Technically, any Maryland attorney over the age of 30 who is admitted to the Maryland Bar, has resided in the state for five years and has lived in the specific circuit for six months can challenge a sitting judge in a contested election. Frequently, these contenders have not been through the extensive judicial screening process sitting judges must undergo prior to appointment. In addition, challengers may speak freely, make election promises and offer rhetoric that may be inflammatory or misleading. Sitting judges are bound by and must honor the Judicial Canon of Ethics.

Opposition of Contested Elections

Historically, MSBA has opposed the contested election of Maryland’s circuit court judges on ethical, political, campaign, judicial independence and monetary grounds.  MSBA would like to see politics removed from Maryland’s judicial selection process. It fears these elections inadvertently transform judges into politicians and push them into the fray of partisan politics. This contradicts judicial ethics, threatens the independence and impartiality of Maryland’s Judiciary and erodes the public’s trust and confidence in our legal system.
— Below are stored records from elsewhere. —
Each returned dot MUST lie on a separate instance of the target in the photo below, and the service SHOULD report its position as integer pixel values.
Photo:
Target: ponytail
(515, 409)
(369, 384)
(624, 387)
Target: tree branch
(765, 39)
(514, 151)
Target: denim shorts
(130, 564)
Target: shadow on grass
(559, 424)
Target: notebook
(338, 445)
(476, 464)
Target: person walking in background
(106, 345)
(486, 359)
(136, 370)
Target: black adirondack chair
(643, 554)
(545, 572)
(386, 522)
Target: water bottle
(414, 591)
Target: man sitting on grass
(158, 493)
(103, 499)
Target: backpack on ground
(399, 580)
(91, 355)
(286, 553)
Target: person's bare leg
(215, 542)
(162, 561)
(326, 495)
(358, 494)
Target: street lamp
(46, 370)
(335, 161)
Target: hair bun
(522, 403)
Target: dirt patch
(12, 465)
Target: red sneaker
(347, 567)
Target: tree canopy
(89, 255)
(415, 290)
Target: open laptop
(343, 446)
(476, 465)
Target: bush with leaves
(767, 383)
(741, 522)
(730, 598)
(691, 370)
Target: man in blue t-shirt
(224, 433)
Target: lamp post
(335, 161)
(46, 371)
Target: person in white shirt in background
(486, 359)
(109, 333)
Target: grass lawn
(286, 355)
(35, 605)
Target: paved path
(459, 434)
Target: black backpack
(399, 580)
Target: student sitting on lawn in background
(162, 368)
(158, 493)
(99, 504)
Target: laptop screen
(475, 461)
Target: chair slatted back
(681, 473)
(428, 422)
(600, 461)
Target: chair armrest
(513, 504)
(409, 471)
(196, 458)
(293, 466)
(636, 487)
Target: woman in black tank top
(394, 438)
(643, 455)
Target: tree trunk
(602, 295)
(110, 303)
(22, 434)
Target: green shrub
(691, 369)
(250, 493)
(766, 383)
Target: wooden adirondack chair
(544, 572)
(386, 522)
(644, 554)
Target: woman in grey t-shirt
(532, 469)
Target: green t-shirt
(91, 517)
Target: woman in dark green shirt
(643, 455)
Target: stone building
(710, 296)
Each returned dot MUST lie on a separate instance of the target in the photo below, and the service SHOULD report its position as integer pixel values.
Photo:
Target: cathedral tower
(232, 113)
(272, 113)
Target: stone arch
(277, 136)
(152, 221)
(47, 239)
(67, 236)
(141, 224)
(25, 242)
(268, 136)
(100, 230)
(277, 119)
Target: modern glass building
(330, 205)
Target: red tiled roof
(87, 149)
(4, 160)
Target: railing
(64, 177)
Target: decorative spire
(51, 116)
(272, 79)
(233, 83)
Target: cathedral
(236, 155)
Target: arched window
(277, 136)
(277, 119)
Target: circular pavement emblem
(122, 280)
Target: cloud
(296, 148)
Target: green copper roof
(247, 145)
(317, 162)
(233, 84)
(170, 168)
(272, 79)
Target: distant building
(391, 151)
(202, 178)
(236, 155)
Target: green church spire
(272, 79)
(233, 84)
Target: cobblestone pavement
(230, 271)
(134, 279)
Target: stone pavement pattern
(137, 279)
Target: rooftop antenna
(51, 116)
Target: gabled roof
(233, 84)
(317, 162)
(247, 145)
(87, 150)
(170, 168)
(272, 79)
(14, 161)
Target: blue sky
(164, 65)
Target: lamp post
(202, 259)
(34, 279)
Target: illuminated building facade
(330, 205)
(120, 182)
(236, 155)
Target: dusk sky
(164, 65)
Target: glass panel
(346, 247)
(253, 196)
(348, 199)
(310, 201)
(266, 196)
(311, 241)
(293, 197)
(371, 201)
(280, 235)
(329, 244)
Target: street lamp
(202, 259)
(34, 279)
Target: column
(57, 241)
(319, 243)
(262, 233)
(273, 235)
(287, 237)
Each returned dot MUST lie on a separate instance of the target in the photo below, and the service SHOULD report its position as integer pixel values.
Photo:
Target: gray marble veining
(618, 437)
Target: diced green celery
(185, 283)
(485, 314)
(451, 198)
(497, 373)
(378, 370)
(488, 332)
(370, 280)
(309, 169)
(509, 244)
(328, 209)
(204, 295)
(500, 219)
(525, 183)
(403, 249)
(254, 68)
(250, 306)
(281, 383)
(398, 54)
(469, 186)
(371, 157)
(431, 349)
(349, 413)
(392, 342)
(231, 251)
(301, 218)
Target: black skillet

Contested elections subject sitting judges to partisan politics and force them to campaign and raise funds to retain their seat on the bench. Considerable expense accompanies contested elections, as sitting judges must raise money, advertise, make public appearances and actively campaign for votes. Campaigning costs sitting judges time which, given heavy court dockets, is at a premium. It is also costs money and can compromise their impartiality.

Additionally, contested elections pose ethical dilemmas for sitting judges. For one thing, Judicial Canons prohibit sitting judges from directly soliciting campaign funds, although their non-judicial opponents do not operate under these restrictions. In addition, attorneys who appear before judges in their courtrooms may contribute to the campaign, creating the appearance and casting shadows of impropriety. Overall, contested elections present the potential for conflicts of interest.

Many qualified attorneys are discouraged from seeking a judicial seat because of contested elections, narrowing the pool of judicial candidates. The expense associated with campaigning, the time investment and the possibility of losing one’s seat to a contender are all major deterrents.

Quite often, the public does not know who the sitting judges are and votes for circuit court judges on the basis of alphabetical order and party affiliation rather than judicial qualifications. Voting polls indicate that party labels and ballot positions are often more significant than judicial qualifications, an unfortunate basis on which to select circuit court judges.

Merit Selection of Judges

Thus, MSBA supports the merit selection of judges. In last year’s Maryland General Assembly, MSBA favored legislation supporting a retention election process for circuit court judges, who after gubernatorial appointment and Senate confirmation would serve 10-year terms before standing for retention election to keep their seats on the bench. MSBA believes this process will promote judicial accountability and ensure the most qualified jurists serve on Maryland’s bench.

This selection process places the most qualified judges on Maryland’s bench. Sitting judges have successfully completed a rigorous interview, evaluation and selection process. Their skills, judicial temperament and qualifications have been demonstrated to the Maryland Judicial Nominating Commission. Many have also been evaluated by local and state bar associations. Often, challengers have not been through this process; hence, voters have less chance of assessing their judicial traits.

Marylanders are indeed fortunate to have judges with the highest quality of character, integrity, judicial temperament and learning on Maryland’s Circuit Courts. These sitting judges are well respected and of the highest caliber; they have earned the confidence, respect and support of the public and the Bar. To preserve Maryland’s tradition of judicial excellence, MSBA strongly supports the sitting circuit court judges.